Hereinafter, the operations of the touch pen 2 in different remote control mode will be illustrated with reference to various application examples. In the following application examples, the process of pairing the first wireless transmission module 31 of the electronic device 3 with the second wireless transmission module 21 of the touch pen 2 has been completed. Moreover, the following application examples are presented herein for purpose of illustration and description only. It is noted that the number of the remote control modes and the type of the corresponding electronic device 3 may be varied according to the practical requirements.
Hereinafter, an application example of the touch pen in the first remote control mode will be illustrated with reference to FIGS. 2, 3 and 4. FIG. 4 schematically illustrates an application example of the touch pen in the first remote control mode according to the embodiment of the present invention. In this embodiment, the electronic device 3 is an intelligent appliance. For example, the electronic device 3 is a television 32 with a networking function. After the touch pen 2 is operated in the first remote control mode and paired with the television 32, the user may use the touch pen 2 to input characters into the television 32. This action will be illustrated as follows.
In this application example, a browser window 322 is shown on a display screen 321 of the television 32. Moreover, a search engine interface is shown on the browser window 322. For inputting a character (e.g. an English letter “S”) into a search bar 323 of the search engine interface, the touch pen 2 can be directly used to write the English letter “S” (see the dashed line) in the air (e.g. without any writing carrier). More especially, the G-Sensor 22 can sense the angle change of the touch pen 2. When the touch pen 2 is used to write the English letter “S” in the air, the angle change of the touch pen 2 sensed by the G-Sensor 22 is transmitted to the second wireless transmission module 21. After the angle change of the touch pen 2 is analyzed by the second micro control unit 211 of the second wireless transmission module 21, the angle change of the touch pen 2 is converted into an instruction code corresponding to the English letter “S”. Then, a first control signal S1 containing the instruction code corresponding to the English letter “S” is transmitted from the second wireless transmission module 21 to the first wireless transmission module 31 (see FIG. 3) of the television 32.

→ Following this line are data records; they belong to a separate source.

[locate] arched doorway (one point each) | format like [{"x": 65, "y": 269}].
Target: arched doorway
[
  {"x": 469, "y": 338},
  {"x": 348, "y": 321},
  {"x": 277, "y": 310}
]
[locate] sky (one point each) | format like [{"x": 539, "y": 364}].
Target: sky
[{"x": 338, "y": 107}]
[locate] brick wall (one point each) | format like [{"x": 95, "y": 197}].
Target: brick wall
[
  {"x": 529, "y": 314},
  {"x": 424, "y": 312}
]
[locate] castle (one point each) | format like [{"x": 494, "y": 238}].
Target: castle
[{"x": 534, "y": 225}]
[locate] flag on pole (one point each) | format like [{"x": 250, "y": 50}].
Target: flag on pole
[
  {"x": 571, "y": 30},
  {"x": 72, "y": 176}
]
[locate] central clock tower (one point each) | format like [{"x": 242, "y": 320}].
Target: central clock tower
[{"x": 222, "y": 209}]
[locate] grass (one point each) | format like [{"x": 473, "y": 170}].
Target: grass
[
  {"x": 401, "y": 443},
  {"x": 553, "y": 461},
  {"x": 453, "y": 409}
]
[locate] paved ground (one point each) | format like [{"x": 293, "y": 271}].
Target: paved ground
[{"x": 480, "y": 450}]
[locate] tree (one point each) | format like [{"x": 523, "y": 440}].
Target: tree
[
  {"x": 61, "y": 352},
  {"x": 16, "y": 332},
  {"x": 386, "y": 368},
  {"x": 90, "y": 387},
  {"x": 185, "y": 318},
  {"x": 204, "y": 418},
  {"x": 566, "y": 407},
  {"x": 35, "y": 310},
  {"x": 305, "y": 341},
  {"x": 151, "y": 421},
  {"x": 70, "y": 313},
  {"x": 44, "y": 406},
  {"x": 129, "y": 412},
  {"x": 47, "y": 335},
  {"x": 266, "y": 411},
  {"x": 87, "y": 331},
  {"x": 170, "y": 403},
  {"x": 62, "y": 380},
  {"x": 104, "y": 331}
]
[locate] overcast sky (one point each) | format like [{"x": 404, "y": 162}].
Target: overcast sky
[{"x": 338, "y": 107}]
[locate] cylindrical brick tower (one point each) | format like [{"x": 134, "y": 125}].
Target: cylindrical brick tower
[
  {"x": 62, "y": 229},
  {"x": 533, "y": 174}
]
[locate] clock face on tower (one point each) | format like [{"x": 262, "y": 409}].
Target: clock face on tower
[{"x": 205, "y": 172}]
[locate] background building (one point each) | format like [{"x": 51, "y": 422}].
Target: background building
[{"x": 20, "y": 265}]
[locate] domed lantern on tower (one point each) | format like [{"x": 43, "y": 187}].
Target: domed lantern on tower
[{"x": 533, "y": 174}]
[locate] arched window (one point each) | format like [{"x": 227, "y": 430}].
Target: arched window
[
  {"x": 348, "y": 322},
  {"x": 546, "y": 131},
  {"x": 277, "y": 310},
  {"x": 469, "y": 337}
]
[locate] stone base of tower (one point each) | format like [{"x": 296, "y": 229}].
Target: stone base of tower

After the first control signal S1 is received by the first wireless transmission module 31, the first micro control unit 311 (see FIG. 3) judges that the first control signal S1 contains the instruction code corresponding to the English letter “S”. Moreover, under control of the first micro control unit 311, the English letter “S” is shown in the search bar 323 of the television 32. Consequently, the character input function is achieved. In other words, by means of the G-Sensor 22, the touch pen 2 can be used to write various characters in the air without the need of contacting the touch pen 2 with the television 32. The examples of the characters include but are not limited to the English letters “A”˜“Z” and the numbers 0˜9.
Moreover, while the touch pen 2 is used to write characters in the air, the laser source 25 may be enabled to project a light beam onto the display screen 321. According to the light beam, the user is able to confirm the written characters, and thus the operating feel is enhanced.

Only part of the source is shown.